Ci sono imprese destinate a restare nella storia, e che sembrano fatte apposta per essere poi tramandate di generazione in generazione. E il mondo delle competizioni automobilistiche ne è pieno. Fra di esse, un ruolo di primo piano nell’immaginario collettivo va ai giri-record sulle piste più celebri del mondo: eventi che abbinano l’eccezionale capacità di guida da parte dei migliori piloti, e lo stato dell’arte in fatto di evoluzione della tecnica “da corsa”. Come il primato sul giro (in gara!) fatto registrare nel 1973 da Henri Pescarolo a Spa-Francorchamps (nella “vecchia” configurazione di 14 km): il leggendario pilota e team manager d’oltralpe, oltre ad avere detenuto il maggior numero di partecipazioni alla 24 Ore di Le Mans (33) fece segnare, al volante della sua Matra-Simca 670B, un tempo-monstre di 3’13”4, alla fenomenale media di 262,461 km/h: la più elevata mai raggiunta in gara.
Nelle scorse ore, un nuovo primato va ad inserirsi nell’antologia dei capitoli eterni nella storia del motorsport: ad averlo ottenuto è la Porsche 919 Hybrid Evo; al volante, il 37enne Timo Bernhard. Teatro dell’impresa, il circuito del Nurburgring, letteralmente “bevuto” dal prototipo biposto.
Questo il riscontro cronometrico: Timo Bernhard ha “chiuso” la migliore tornata alla Nordschleife in 5’19”55, ad una velocità media di 233,8 km/h ed una “punta” di 369,4 km/h. Con questo tempone, del quale sicuramente si parlerà a lungo, il driver tedesco ha battuto (anzi, si può benissimo dire “sbriciolato”) il precedente record, che tuttavia durava da ben 35 anni e che venne fatto registrare da uno dei nomi mai dimenticati dagli enthusiast: il compianto Stefan Bellof, anch’egli “uomo-Porsche”, che nel maggio del 1983, in occasione delle qualifiche alla 1.000 Km del Nurburgring, fermò i cronometri su 6’11”13, guadagnandosi la pole position. La “cavalcatura” dell’allora 26enne pilota di Giessen – scomparso il 1 settembre 1985 durante la 1.000 Km di Spa – era un’altra leggenda del motorsport e di Zuffenhausen: la Porsche 956, biposto erede della dinastia 917 e, in parte, 935, equipaggiata con un’unità 2.6 a sei cilindri boxer turbo da 650 CV; e, a sua volta, ideale progenitrice della Porsche 919 Hybrid Evo del record alla Nordschleife, vettura sviluppata in chiave evolutiva rispetto alla 919 Hybrid che conquistò in tre occasioni consecutive la 24 Ore di Le Mans (2015, 2016, 2017) nonché il titolo mondiale WEC Costruttori e Piloti.

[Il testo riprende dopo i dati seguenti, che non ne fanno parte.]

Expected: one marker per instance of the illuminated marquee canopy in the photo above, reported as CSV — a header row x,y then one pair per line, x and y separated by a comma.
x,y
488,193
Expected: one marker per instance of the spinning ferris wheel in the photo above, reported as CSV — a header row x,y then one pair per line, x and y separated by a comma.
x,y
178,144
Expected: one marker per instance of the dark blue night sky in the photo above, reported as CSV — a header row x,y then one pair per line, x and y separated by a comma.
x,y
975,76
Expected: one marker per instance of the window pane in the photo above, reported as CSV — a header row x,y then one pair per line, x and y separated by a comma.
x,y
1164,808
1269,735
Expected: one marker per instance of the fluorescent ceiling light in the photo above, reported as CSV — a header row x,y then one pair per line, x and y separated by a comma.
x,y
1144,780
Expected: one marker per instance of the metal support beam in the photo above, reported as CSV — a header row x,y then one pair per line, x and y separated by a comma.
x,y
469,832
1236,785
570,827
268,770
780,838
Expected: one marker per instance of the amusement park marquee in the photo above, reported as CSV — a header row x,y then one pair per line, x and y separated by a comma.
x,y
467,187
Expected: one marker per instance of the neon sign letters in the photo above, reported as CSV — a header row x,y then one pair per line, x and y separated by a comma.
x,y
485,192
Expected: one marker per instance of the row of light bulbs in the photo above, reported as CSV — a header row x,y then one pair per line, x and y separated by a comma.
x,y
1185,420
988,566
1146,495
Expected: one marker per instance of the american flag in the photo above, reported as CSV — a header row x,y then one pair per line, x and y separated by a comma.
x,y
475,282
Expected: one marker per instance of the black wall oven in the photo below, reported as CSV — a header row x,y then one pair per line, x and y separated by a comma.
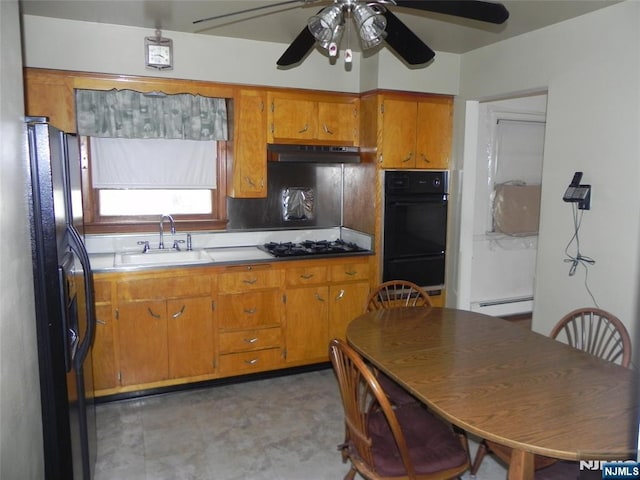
x,y
415,226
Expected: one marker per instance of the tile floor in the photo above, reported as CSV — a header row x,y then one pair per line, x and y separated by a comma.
x,y
283,428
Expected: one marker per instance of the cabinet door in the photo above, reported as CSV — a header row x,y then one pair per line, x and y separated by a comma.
x,y
293,119
103,354
307,329
50,94
346,303
142,332
433,140
337,122
249,170
398,134
190,337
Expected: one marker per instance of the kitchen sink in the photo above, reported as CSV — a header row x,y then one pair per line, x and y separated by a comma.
x,y
161,257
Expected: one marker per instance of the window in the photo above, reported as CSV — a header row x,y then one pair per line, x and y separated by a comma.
x,y
149,154
130,183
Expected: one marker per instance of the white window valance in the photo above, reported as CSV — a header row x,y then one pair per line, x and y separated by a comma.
x,y
130,114
156,163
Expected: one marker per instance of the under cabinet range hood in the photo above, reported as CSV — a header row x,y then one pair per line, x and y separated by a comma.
x,y
313,153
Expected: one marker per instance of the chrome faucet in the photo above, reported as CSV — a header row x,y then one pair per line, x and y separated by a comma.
x,y
173,228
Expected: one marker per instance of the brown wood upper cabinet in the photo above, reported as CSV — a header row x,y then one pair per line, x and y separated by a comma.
x,y
248,170
414,131
330,119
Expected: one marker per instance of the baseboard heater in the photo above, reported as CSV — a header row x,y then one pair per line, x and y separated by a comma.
x,y
504,306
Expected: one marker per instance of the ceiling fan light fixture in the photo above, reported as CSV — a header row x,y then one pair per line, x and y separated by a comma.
x,y
323,26
334,44
370,23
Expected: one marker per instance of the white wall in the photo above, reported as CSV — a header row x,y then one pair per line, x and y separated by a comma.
x,y
590,67
92,47
20,419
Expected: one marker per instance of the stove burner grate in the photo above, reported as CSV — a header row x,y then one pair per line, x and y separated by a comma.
x,y
311,247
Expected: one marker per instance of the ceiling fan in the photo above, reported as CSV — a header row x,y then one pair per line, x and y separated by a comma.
x,y
374,24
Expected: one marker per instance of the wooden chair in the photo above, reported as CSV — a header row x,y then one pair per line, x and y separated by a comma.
x,y
383,442
591,330
597,332
397,293
391,294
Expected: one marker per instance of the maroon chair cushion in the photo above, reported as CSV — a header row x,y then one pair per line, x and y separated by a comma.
x,y
395,393
431,443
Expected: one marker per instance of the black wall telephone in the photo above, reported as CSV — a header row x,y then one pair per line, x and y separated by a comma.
x,y
578,193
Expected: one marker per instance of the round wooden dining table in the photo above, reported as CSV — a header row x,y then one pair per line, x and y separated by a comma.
x,y
505,383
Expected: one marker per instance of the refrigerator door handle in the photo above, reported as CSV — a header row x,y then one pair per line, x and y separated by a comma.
x,y
76,244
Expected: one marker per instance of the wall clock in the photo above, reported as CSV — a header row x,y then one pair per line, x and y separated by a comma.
x,y
158,52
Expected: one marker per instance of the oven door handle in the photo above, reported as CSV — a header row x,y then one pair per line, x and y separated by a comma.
x,y
404,203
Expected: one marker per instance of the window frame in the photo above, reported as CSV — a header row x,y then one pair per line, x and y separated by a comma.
x,y
96,223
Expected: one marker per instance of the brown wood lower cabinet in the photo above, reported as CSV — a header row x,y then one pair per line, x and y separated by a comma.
x,y
158,328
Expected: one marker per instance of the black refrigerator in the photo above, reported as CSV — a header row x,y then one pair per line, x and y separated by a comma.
x,y
65,312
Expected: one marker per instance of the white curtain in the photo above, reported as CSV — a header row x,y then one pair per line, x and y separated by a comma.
x,y
153,163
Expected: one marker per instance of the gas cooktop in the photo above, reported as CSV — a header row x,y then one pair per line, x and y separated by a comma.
x,y
312,247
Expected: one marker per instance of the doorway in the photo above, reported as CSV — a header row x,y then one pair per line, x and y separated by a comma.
x,y
501,200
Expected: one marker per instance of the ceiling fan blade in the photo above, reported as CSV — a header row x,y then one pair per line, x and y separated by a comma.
x,y
298,49
474,9
406,43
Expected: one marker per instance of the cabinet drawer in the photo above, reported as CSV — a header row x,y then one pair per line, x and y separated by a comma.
x,y
350,271
246,340
259,360
249,278
163,288
306,275
250,310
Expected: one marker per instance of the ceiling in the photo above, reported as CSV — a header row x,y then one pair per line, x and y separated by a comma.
x,y
281,24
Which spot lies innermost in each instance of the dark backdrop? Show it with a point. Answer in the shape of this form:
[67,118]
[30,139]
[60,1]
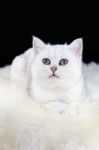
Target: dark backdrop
[55,22]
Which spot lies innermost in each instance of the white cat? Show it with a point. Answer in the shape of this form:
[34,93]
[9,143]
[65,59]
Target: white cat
[47,102]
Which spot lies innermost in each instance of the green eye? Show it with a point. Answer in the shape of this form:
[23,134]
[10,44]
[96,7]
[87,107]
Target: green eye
[63,62]
[46,61]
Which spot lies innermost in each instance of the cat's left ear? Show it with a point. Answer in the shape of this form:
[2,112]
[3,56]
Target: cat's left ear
[77,47]
[37,44]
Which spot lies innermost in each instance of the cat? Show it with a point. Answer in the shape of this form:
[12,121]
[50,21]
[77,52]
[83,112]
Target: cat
[47,100]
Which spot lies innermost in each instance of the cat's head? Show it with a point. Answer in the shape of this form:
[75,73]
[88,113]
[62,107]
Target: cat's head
[55,65]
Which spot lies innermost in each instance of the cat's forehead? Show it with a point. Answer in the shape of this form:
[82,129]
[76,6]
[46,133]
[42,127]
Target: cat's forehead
[56,51]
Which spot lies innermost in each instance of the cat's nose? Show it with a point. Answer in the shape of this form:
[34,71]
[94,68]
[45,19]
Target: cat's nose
[53,68]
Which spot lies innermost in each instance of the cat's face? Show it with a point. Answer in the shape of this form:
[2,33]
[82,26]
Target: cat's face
[56,64]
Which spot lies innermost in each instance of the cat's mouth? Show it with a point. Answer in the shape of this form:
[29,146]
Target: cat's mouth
[53,76]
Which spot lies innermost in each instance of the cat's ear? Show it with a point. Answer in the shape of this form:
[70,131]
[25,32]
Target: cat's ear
[37,44]
[77,47]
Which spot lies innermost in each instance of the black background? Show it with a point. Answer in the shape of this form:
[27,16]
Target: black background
[54,22]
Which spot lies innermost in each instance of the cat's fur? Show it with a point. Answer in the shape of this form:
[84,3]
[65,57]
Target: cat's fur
[42,113]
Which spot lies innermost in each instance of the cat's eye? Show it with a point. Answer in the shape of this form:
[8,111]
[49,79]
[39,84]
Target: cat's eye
[46,61]
[63,62]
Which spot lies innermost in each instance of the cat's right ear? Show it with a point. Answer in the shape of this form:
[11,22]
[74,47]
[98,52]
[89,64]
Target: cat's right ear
[37,44]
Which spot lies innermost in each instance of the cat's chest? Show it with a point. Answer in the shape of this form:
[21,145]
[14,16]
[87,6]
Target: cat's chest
[52,95]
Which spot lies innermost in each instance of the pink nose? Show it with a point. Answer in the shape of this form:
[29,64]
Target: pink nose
[53,69]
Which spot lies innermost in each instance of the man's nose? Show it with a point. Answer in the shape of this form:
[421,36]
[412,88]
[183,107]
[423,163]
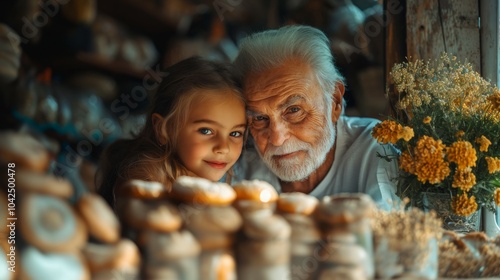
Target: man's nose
[278,133]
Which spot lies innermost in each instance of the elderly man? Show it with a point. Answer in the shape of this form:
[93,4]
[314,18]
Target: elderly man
[295,102]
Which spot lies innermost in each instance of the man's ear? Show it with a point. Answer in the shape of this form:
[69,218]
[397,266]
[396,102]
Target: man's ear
[337,105]
[158,127]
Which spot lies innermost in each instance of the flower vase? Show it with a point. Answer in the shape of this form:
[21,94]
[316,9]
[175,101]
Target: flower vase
[491,223]
[441,204]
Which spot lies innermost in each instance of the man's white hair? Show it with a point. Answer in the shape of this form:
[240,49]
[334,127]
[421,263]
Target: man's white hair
[271,48]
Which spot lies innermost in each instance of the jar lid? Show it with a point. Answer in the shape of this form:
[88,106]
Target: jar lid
[344,208]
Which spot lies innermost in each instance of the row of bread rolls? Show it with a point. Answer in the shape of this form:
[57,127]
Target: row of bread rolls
[80,236]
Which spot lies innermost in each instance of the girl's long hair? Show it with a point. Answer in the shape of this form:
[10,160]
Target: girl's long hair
[151,156]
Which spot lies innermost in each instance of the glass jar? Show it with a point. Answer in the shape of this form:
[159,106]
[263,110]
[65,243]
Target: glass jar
[263,248]
[173,255]
[346,249]
[214,228]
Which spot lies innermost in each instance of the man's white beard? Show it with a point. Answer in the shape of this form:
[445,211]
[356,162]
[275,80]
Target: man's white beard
[298,169]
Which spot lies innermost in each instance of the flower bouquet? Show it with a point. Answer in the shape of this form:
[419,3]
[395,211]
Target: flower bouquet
[446,125]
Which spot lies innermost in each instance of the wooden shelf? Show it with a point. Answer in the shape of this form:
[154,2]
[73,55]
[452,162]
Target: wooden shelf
[94,62]
[140,15]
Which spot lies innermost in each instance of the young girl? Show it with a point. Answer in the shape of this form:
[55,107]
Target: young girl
[195,127]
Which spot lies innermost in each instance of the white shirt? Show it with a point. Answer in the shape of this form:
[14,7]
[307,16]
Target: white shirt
[356,167]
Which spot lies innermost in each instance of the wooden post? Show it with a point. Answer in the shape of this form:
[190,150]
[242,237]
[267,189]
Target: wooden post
[436,26]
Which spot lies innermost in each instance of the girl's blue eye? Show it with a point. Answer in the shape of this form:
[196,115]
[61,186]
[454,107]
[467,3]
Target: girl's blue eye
[236,134]
[205,131]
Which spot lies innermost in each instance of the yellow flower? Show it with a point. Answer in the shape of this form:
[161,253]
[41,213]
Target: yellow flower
[407,133]
[406,162]
[484,143]
[494,100]
[497,196]
[464,179]
[493,164]
[429,160]
[462,205]
[390,132]
[462,153]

La 919 Hybrid Evo portata al Nurburgring da Timo Bernhard per questa tornata da record che resterà negli annali del motorsport circondata da un alone romantico è, in effetti, un “prototipo sul prototipo”: la sua sigla identificativa rivela che si tratta, appunto, di una evoluzione dalla plurivittoriosa 919 Hybrid. Dati alla mano, la vettura, che denuncia un peso di 849 kg e porta in dote una elevatissima impostazione aerodinamica con appendici attive, sprigiona una potenza di 1.160 CV, suddivisi fra 720 CV al retrotreno – equipaggiato con l’unità a benzina turbocompressa – e 440 CV all’avantreno in virtù della presenza del KERS ibrido.

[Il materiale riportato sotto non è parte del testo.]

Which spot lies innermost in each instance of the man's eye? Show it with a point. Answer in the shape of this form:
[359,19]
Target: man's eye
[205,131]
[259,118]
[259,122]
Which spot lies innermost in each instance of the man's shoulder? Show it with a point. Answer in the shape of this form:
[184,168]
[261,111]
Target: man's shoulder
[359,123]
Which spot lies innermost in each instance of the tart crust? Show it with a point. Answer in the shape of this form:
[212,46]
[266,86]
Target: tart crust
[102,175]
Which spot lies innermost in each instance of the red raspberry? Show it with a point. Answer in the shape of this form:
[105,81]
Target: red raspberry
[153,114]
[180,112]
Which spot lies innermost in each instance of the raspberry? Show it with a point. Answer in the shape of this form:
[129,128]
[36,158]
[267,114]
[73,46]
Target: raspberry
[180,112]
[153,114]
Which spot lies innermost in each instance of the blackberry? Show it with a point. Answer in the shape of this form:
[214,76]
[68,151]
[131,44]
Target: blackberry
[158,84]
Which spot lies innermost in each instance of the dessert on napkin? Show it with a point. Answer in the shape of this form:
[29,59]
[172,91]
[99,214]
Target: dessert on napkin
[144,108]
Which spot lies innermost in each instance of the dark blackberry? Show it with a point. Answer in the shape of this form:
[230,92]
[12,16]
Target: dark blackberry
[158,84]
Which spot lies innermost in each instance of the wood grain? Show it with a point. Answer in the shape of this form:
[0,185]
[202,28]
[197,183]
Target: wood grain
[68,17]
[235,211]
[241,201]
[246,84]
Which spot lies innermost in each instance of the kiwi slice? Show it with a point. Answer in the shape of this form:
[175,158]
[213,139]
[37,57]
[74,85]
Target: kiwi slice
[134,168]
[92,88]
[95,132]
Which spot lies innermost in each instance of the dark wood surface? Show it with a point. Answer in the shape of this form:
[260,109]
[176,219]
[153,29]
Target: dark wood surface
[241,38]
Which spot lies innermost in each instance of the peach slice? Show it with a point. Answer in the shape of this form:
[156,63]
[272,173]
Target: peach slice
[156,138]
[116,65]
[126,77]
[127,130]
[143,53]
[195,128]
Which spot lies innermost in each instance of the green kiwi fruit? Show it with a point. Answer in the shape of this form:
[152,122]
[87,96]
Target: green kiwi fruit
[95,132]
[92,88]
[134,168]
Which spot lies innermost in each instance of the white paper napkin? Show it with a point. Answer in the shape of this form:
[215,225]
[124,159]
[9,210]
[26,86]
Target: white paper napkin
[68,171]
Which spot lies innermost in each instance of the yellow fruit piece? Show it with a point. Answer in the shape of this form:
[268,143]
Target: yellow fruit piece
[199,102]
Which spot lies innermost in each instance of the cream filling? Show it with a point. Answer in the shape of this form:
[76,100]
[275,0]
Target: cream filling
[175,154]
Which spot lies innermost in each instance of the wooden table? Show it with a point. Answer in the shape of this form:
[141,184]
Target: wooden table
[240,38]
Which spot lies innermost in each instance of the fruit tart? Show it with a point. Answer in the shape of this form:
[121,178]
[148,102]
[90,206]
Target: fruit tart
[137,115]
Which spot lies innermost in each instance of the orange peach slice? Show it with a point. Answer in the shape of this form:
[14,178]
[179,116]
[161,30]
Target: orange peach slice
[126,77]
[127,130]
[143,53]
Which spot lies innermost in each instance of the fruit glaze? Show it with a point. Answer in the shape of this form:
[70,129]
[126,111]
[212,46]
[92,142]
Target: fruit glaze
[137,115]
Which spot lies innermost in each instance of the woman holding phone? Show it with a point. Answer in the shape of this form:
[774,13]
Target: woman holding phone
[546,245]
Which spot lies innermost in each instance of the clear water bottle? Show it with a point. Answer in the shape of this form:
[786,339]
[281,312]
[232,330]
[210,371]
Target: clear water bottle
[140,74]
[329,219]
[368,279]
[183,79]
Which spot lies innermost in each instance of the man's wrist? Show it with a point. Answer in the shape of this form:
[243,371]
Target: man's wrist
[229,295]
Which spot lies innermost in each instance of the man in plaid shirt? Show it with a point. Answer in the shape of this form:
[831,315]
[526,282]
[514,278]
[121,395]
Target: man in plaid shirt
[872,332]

Una nota che aggiunge sapore all’alone di leggenda intorno alla grande impresa di Porsche e Timo Bernhard al Nurburgring: il campione tedesco si dichiara da sempre grande ammiratore proprio di Stefan Bellof. Nel 2015, in occasione della 6 Ore di Spa-Francorchamps, Bernhard decorò il prortio casco con il motivo grafico in nero-rosso-oro del suo idolo. Una devozione espressa da Bernhard anche in questa occasione: “Per me, Stefan Bellof è e rimane un gigante. E, oggi, il mio rispetto per il suo giro-record del 1983, stabilito con le tecnologie di allora, è ancora più grande”.